How EBML Structure Works in MKV Files
This article explains how the Extensible Binary Meta Language (EBML) structure functions within Matroska (MKV) files. It covers the fundamental components of EBML, its structural hierarchy, and how this binary, XML-like format enables the MKV container to flexibly store and organize various video, audio, and subtitle streams.
What is EBML?
Extensible Binary Meta Language (EBML) is a generalized binary
container format designed to store data in a structured, hierarchical
manner. Often described as a binary equivalent to XML, EBML uses
tag-like elements to organize data. Instead of using text tags like
<video>, EBML uses binary identifiers (IDs) to define
data types and structures. The Matroska format (MKV) is the most
prominent implementation of EBML.
The Anatomy of an EBML Element
Every piece of data within an MKV file is wrapped in an EBML element. Each element consists of three distinct parts:
- Element ID: A variable-length binary identifier that specifies what the element is (e.g., track information, audio data, or metadata).
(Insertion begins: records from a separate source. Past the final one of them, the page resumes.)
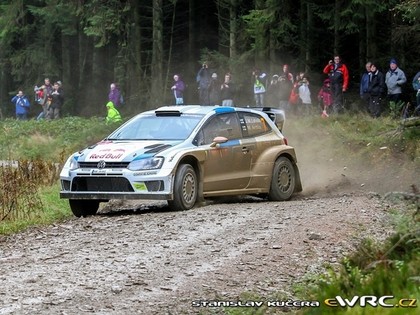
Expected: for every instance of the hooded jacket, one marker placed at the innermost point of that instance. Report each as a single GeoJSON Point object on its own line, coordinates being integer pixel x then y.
{"type": "Point", "coordinates": [394, 79]}
{"type": "Point", "coordinates": [113, 114]}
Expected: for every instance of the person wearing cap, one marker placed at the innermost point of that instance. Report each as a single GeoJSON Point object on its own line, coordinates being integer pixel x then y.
{"type": "Point", "coordinates": [22, 105]}
{"type": "Point", "coordinates": [376, 89]}
{"type": "Point", "coordinates": [56, 100]}
{"type": "Point", "coordinates": [339, 77]}
{"type": "Point", "coordinates": [113, 115]}
{"type": "Point", "coordinates": [394, 79]}
{"type": "Point", "coordinates": [114, 94]}
{"type": "Point", "coordinates": [203, 79]}
{"type": "Point", "coordinates": [325, 98]}
{"type": "Point", "coordinates": [364, 85]}
{"type": "Point", "coordinates": [416, 87]}
{"type": "Point", "coordinates": [227, 91]}
{"type": "Point", "coordinates": [286, 81]}
{"type": "Point", "coordinates": [259, 87]}
{"type": "Point", "coordinates": [214, 90]}
{"type": "Point", "coordinates": [273, 91]}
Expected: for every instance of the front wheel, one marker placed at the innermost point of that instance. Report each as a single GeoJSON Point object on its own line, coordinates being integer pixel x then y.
{"type": "Point", "coordinates": [185, 188]}
{"type": "Point", "coordinates": [84, 208]}
{"type": "Point", "coordinates": [283, 181]}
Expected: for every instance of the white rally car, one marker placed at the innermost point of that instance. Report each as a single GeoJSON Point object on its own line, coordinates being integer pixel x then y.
{"type": "Point", "coordinates": [183, 154]}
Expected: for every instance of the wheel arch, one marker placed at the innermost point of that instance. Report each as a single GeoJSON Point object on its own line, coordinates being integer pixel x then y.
{"type": "Point", "coordinates": [196, 165]}
{"type": "Point", "coordinates": [292, 158]}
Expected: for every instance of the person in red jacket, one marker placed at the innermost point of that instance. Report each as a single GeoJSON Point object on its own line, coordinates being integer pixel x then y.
{"type": "Point", "coordinates": [339, 80]}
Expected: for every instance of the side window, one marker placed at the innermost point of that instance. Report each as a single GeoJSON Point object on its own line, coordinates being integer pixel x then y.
{"type": "Point", "coordinates": [224, 125]}
{"type": "Point", "coordinates": [253, 125]}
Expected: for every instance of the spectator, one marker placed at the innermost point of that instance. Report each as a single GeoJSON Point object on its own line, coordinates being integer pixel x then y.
{"type": "Point", "coordinates": [227, 91]}
{"type": "Point", "coordinates": [40, 98]}
{"type": "Point", "coordinates": [273, 91]}
{"type": "Point", "coordinates": [203, 79]}
{"type": "Point", "coordinates": [325, 98]}
{"type": "Point", "coordinates": [259, 87]}
{"type": "Point", "coordinates": [114, 95]}
{"type": "Point", "coordinates": [376, 88]}
{"type": "Point", "coordinates": [364, 85]}
{"type": "Point", "coordinates": [22, 105]}
{"type": "Point", "coordinates": [214, 90]}
{"type": "Point", "coordinates": [305, 95]}
{"type": "Point", "coordinates": [178, 90]}
{"type": "Point", "coordinates": [416, 87]}
{"type": "Point", "coordinates": [339, 78]}
{"type": "Point", "coordinates": [113, 114]}
{"type": "Point", "coordinates": [394, 79]}
{"type": "Point", "coordinates": [47, 89]}
{"type": "Point", "coordinates": [57, 100]}
{"type": "Point", "coordinates": [286, 84]}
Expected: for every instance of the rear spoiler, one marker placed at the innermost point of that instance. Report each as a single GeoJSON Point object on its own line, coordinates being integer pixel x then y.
{"type": "Point", "coordinates": [276, 115]}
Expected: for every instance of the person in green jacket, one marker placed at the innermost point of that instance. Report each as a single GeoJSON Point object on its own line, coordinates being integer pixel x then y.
{"type": "Point", "coordinates": [113, 114]}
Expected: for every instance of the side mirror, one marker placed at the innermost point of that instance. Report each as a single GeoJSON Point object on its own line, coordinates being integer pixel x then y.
{"type": "Point", "coordinates": [217, 141]}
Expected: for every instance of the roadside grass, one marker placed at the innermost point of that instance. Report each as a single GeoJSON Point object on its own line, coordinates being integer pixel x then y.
{"type": "Point", "coordinates": [50, 140]}
{"type": "Point", "coordinates": [52, 210]}
{"type": "Point", "coordinates": [359, 133]}
{"type": "Point", "coordinates": [31, 156]}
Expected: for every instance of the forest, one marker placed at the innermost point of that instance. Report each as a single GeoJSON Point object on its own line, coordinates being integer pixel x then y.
{"type": "Point", "coordinates": [141, 44]}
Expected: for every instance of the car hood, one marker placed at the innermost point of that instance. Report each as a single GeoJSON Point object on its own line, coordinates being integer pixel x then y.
{"type": "Point", "coordinates": [128, 151]}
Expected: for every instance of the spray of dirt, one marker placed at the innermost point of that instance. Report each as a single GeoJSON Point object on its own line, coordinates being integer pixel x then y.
{"type": "Point", "coordinates": [328, 165]}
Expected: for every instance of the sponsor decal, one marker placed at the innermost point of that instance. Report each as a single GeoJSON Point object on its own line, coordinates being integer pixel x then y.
{"type": "Point", "coordinates": [140, 186]}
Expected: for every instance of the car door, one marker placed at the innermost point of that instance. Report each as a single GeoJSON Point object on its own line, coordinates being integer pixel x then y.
{"type": "Point", "coordinates": [227, 165]}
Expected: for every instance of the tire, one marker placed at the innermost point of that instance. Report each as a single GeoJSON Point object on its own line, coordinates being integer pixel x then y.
{"type": "Point", "coordinates": [283, 181]}
{"type": "Point", "coordinates": [83, 207]}
{"type": "Point", "coordinates": [185, 188]}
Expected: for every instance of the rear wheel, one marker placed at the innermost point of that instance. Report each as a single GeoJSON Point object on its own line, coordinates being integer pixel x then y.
{"type": "Point", "coordinates": [84, 208]}
{"type": "Point", "coordinates": [185, 188]}
{"type": "Point", "coordinates": [283, 181]}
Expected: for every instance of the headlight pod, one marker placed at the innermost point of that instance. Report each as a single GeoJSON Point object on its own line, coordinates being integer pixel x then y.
{"type": "Point", "coordinates": [73, 164]}
{"type": "Point", "coordinates": [146, 164]}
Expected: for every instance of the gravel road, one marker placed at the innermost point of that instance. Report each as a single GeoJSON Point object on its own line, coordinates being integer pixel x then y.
{"type": "Point", "coordinates": [146, 259]}
{"type": "Point", "coordinates": [142, 258]}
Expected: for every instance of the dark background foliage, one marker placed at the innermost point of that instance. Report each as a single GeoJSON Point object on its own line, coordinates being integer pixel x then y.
{"type": "Point", "coordinates": [140, 44]}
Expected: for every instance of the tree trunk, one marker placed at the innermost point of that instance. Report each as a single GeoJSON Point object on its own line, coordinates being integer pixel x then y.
{"type": "Point", "coordinates": [233, 25]}
{"type": "Point", "coordinates": [157, 55]}
{"type": "Point", "coordinates": [337, 8]}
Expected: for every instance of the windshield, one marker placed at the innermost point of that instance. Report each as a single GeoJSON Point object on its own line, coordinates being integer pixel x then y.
{"type": "Point", "coordinates": [151, 127]}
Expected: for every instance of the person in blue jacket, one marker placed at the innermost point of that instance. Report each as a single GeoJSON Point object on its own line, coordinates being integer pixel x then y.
{"type": "Point", "coordinates": [22, 105]}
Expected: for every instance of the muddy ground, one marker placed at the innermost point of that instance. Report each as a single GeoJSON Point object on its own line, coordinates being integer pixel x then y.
{"type": "Point", "coordinates": [142, 258]}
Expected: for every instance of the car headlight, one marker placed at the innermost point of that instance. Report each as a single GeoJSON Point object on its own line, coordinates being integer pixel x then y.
{"type": "Point", "coordinates": [73, 164]}
{"type": "Point", "coordinates": [146, 164]}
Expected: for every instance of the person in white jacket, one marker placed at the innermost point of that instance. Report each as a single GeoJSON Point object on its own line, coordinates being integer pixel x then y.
{"type": "Point", "coordinates": [394, 79]}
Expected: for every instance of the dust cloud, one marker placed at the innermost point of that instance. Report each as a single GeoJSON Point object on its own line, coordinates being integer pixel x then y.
{"type": "Point", "coordinates": [328, 166]}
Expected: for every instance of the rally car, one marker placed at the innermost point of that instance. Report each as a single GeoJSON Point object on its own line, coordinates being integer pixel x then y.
{"type": "Point", "coordinates": [184, 154]}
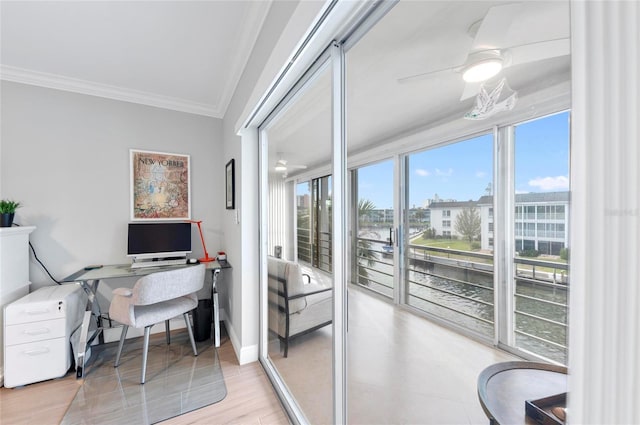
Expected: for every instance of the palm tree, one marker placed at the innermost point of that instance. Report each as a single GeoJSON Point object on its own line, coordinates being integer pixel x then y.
{"type": "Point", "coordinates": [364, 251]}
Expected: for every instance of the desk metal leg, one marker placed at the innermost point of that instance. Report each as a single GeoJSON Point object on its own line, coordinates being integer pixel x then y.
{"type": "Point", "coordinates": [216, 311]}
{"type": "Point", "coordinates": [86, 337]}
{"type": "Point", "coordinates": [216, 320]}
{"type": "Point", "coordinates": [82, 344]}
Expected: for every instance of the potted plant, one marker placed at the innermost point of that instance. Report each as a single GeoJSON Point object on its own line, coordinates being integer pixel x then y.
{"type": "Point", "coordinates": [7, 212]}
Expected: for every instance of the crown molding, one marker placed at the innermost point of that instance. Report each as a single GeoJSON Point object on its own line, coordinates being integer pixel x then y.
{"type": "Point", "coordinates": [255, 17]}
{"type": "Point", "coordinates": [59, 82]}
- Data Size: A Variable-Size Integer (VINT) that indicates the length of the upcoming data payload in bytes.
- Data Payload: The actual content, which can be an integer, a float, a text string, raw binary data (like a video frame), or container elements that hold other sub-elements.
By using Variable-Size Integers (VINTs) for IDs and sizes, EBML saves significant storage space. If an element’s data payload is small, the size descriptor only uses one byte instead of forcing a fixed 4-byte or 8-byte integer.
The Hierarchical Structure of an MKV File
At its core, an MKV file is a single, nested EBML document. A standard MKV file is structured into several nested levels:
- EBML Header: Located at the very beginning of the file, this header declares that the file is an EBML document, specifies the EBML version, and defines the “DocType” as “matroska” (or “webm” for WebM files).
- Segment Element: This is the main wrapper for the entire file’s media content and metadata. Almost all subsequent elements reside inside this segment.
Within the Segment Element, the data is organized into level-1 sub-elements:
- SeekHead: An index that lists the positions of other major elements (like Tracks or Cues) within the file, allowing media players to find them instantly without scanning the entire file.
- Info: Contains global information about the file, such as the duration, writing application, and multiplexing library.
- Tracks: Lists all the individual streams available in the container, including video codecs, audio languages, and subtitle formats.
- Cluster: Contains the actual multimedia data. Inside a Cluster, media frames are packaged into “Blocks” or “SimpleBlocks” along with timecodes, which media players use to decode and synchronize audio and video.
- Cues: A seek index containing specific timestamps and their corresponding byte positions in the file. This enables fast and precise seeking when a user skips to a different part of the video.
Why EBML Benefits MKV
Because EBML is structurally modular, it provides MKV with two major advantages: extensibility and backward compatibility. If a new video codec or metadata tag is introduced, a new EBML ID is defined for it. Older media players that do not recognize the new ID can simply read the “Data Size” descriptor, skip over that specific payload, and continue playing the rest of the file without crashing.